The 19-year-old, who is in her second year of studying English and History at the University of Lincoln, grew up knowing her family had been putting money away for her future since she was born.

Freya, who is from Brighton, told The i Paper that her mum, who is an accountant, and both sets of grandparents paid into a Child Trust Fund for her since she was born to give her a financial boost when she was older.

Her family paid around £30 to £80 a month into the fund as she grew up, and as it was invested in stocks and shares, by the time she reached 18 and was able to access it, it had grown to around £24,000.

Freya is now using the money as sensibly as she can to get her through university without accruing a huge amount of debt, as well as making provisions to save towards her first home.

“I decided to split the money so it could support me both now and in the future,” explained Freya. “I had always known about the fund because my mum talked about it when I was younger, which helped me understand how important it was.

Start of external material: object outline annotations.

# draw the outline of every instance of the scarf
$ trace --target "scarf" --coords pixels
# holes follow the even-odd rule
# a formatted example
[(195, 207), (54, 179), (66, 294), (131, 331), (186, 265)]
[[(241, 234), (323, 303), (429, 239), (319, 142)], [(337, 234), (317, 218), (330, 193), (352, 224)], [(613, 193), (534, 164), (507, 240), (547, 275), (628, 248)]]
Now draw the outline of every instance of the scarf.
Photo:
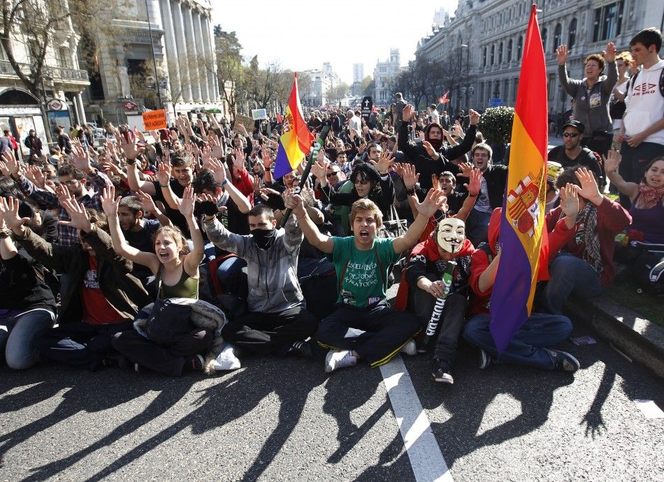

“When the time came, I wanted to use the money carefully and I trusted my mum to guide me in making the right decisions.”

Child Trust Funds are tax-free, long-term savings accounts for children born in the UK between 1 September, 2002, and 2 January, 2011. The Government provided an initial contribution of £250 to £500 per child and the money could only be accessed once the child turned 18.

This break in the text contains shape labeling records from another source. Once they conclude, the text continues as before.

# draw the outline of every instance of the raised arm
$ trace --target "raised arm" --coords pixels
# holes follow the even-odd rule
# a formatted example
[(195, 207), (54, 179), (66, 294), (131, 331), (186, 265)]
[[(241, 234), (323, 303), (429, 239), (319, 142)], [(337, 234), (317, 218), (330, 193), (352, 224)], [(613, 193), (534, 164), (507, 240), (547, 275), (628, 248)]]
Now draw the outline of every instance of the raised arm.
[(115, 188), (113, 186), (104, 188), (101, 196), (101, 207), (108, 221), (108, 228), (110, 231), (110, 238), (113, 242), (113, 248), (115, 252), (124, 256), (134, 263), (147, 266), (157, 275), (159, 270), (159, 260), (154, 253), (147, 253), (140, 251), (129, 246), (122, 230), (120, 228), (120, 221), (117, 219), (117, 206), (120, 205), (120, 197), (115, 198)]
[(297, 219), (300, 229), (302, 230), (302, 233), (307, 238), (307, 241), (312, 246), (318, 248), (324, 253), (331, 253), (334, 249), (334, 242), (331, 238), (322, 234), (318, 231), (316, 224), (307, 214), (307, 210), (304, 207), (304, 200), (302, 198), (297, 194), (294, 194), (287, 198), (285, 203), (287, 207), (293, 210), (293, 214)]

While the scheme closed to new applicants in 2011, existing accounts remain active and can either be managed or transferred to a junior ISA.

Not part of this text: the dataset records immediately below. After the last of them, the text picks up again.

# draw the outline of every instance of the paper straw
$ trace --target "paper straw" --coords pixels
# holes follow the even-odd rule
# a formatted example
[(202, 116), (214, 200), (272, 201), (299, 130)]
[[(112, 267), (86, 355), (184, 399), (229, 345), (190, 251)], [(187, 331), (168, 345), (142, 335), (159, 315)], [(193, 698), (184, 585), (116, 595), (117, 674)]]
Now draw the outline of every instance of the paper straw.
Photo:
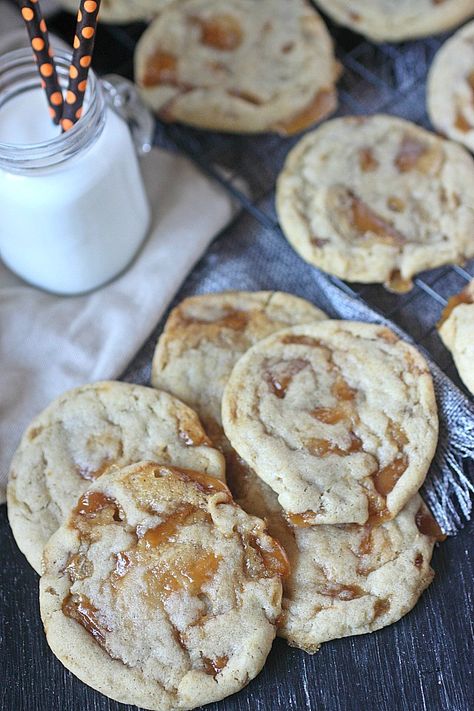
[(41, 86), (45, 90), (49, 113), (58, 124), (63, 112), (63, 95), (56, 73), (53, 51), (49, 45), (48, 29), (38, 0), (18, 0), (22, 17), (30, 37), (31, 48), (38, 63)]
[(76, 36), (73, 44), (74, 51), (61, 119), (63, 131), (68, 131), (81, 118), (87, 75), (94, 51), (99, 8), (100, 0), (81, 0), (79, 5)]

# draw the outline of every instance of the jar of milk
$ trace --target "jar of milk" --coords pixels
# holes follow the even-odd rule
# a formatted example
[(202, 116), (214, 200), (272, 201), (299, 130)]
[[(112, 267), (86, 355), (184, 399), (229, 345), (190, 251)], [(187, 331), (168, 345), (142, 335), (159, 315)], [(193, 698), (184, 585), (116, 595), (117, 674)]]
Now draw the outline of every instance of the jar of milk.
[[(55, 59), (65, 87), (70, 55), (58, 52)], [(58, 294), (113, 279), (149, 227), (137, 148), (112, 108), (117, 88), (105, 87), (89, 72), (83, 115), (61, 133), (49, 117), (31, 50), (1, 58), (0, 257), (26, 281)], [(127, 118), (143, 125), (143, 111), (132, 104)]]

Freya transferred £11,000 into an ISA and £4,000 into a lifetime ISA (LISA) – both of which are invested in stocks and shares. She then took the rest out to help her financially while she is studying at university.

Since opening it, her LISA has already increased from £4,000 to £6,000 due to the £1,000 government bonus and around another £1,000 in investment growth.

Freya said: “Knowing those savings are there and understanding how they will help me in the future makes me feel more confident about managing my finances. I know some of my friends are worried about money, so I feel very lucky to have had that support.”

Freya, who wants to study a PGCE after her degree so she can become a primary school teacher, says that while she has taken out student loans to cover her tuition fees, she has not applied for maintenance loans as she is using some of her Child Trust Fund money instead, so that she will not be saddled with as much debt once she leaves university.

“I think Child Trust Funds were a really good idea,” she said. “Having some financial security when you first leave home can make a huge difference. If the scheme or something similar came back, I think it would really help young people to get into the habit of saving.

“I also think financial education is important, so people know how to make the most out of their money, rather than spending it all at once. I’ve always been a saver, even when I was younger, but managing my Child Trust Fund has made me even more confident. It has shown me the importance of financial security and how to plan for the future.

“Once I finish university, I’m planning to use the savings in my ISA to buy a car or help me move somewhere new. I’m hoping to keep saving into my lifetime ISA over the next 10 years or so, with the aim of eventually buying a home.

“I didn’t know much about lifetime ISAs before, but now I think they are a great option, especially with the 25 per cent bonus. It really does feel like free money.”

Freya added: “I feel very privileged and lucky to have had the support from my family as my mum and both sets of grandparents put aside this money for me and my sister in our Child Trust Funds and it has made my university experience a lot easier than that of some of my friends.

“Having the family dynamic I did encouraged me to save, so I saved up my pocket money, which means I have money for groceries and other things at university. My family is great and I feel very grateful to them for giving me this financial boost.”

Jim Islam, CEO of OneFamily, where Freya’s Child Trust Fund was held, said: “Freya’s story shows exactly how saving throughout childhood can make a significant difference to a young person’s life. Child Trust Funds were created to give every young person a financial boost when they turned 18 and we’re now seeing the positive impact of that.

“Young people today face a range of challenges, from the cost of living to the difficulty of getting onto the property ladder. Having a savings pot ready when they begin adulthood can open doors – whether that’s supporting further study, learning to drive or saving towards a first home.

“But these accounts offer more than just the money. Growing up with a dedicated savings pot gives young people real‑world experience of long‑term saving and investing. It strengthens their understanding of how to manage their money and builds financial confidence.

“Freya’s story is a fantastic example of that in action. Her Child Trust Fund is helping her with the costs of university today while also laying the groundwork for her future financial security – exactly what these accounts were designed to do.”